Alıntı:Efsanelere göre Grensepi, Ura ve Tan elçilerinin aşık olduğu kadındı. İkisinin de çocuklarını doğurdu daha sonrasında ise onun için savaş çıktı. Sarı saçlı ve sarı gözlüydü. Bukle bukle sarı saçları ve bembeyaz bir teni vardı. Güzelliği Kutsal Dörtler tarafından bile fark edilmişti.
Grensepi, güzelliğiyle iki elçinin de gönlünü çelmişti ve onlarla beraber olmuştu. Bu beraberliklerinin sonucunda ise yaşamına yaşam katıldığı ve yaşlandıkça gençleşmeye başladığı iddia edilmişti. 100 yaşına gelmesine rağmen hala ilk kanamaya başladığı günkü kadar güzel, narin ve çekici olduğu iddia edilirdi.

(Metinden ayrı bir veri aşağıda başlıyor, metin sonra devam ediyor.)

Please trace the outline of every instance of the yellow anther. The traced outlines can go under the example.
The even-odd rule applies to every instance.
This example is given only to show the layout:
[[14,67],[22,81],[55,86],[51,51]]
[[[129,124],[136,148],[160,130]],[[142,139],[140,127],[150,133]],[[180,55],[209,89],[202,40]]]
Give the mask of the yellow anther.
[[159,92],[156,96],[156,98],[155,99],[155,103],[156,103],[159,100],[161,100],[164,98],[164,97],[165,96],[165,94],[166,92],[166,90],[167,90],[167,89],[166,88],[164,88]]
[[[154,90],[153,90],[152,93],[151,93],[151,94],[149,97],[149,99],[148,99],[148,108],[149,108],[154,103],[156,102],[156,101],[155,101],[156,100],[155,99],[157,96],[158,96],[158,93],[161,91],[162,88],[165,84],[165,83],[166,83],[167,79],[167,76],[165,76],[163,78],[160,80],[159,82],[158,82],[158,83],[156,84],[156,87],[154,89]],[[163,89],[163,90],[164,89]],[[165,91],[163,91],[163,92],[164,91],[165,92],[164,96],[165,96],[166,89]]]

Ateş halkı olan Tanlar'ın elçisinden doğan çocukları ve onlardan doğan çocukları ve Grensepi'nin bazı akrabalarıyla büyük bir kavim olan Miaslı'lar ortaya çıkmıştı. (to eki insanlarca şehir kelimelerinin sonuna getirilsin bence. Tabii bu Kutsal Dörtler ile alakalı bir şey değil. Onların Miasto adlı şehirleri var bu halkta onlardan özenip kendini Mias Halkı olarak görüyor.)
Diğer tarafta Su halkı olan Uralar'ın elçisinden doğan çocukları ve onlardan doğan çocukları ve Grensepi'nin bazı akrabalarıyla başka büyük bir kavim daha ortaya çıkmıştı. Bu kavme ise Vaal'lılar deniyordu. (Vaalto şehri olabilir mesela)
Aralarındaki kinin sebebi Grensepi'nin iki elçiyle beraber oluşu olarak görülüyordu ama aralarındaki asıl gerginlik ve kin bu sebeple gizleniyordu. Asıl sebebin Grensepi'nin annesi tarafından gelen halkı ve babası tarafından gelen halkın birbiriyle olan toprak kavgası sebebiyle ortaya çıktığı söylenirdi. Basit bir kavganın büyümesiyle bu kin ve nefret jenerasyon boyunca aktarılmıştı. Öyle bir kışkırtma söz konusuydu ki bu basit kavga iki halkın birbirini yok etmek istemesine kadar dönüşmüştü.
Miaslılar ateşe karşı bir ilgiye sahipti. Tanlar'ın ateş halkı olmasıyla alakalıydı bu ve bu ateşe olan ilgileri sebebiyle bu halk düşmanları olan Vaallıları diri diri yakmaya ve onları kızartarak yemeye merak sarmıştı. Ateş, suyu buharlaştırıp yok ederdi. Onlarda öyle yapıyordu onları buharlaştırıyorlardı.
Vaallılar ise Uralar'ın su halkı olması sebebiyle suya karşı bir ilgiye sahipti. Ve düşmanları olan Miaslıları boğarak öldürme, kanlarını kendi sularına katıp içme, veya düşman bedenlerinden çorba yapıp yemeye merak sarmıştı. Su, ateşi söndürerek yok ederdi. Onlarda öyle yapıyordu onların hayatlarını söndürüyorlardı.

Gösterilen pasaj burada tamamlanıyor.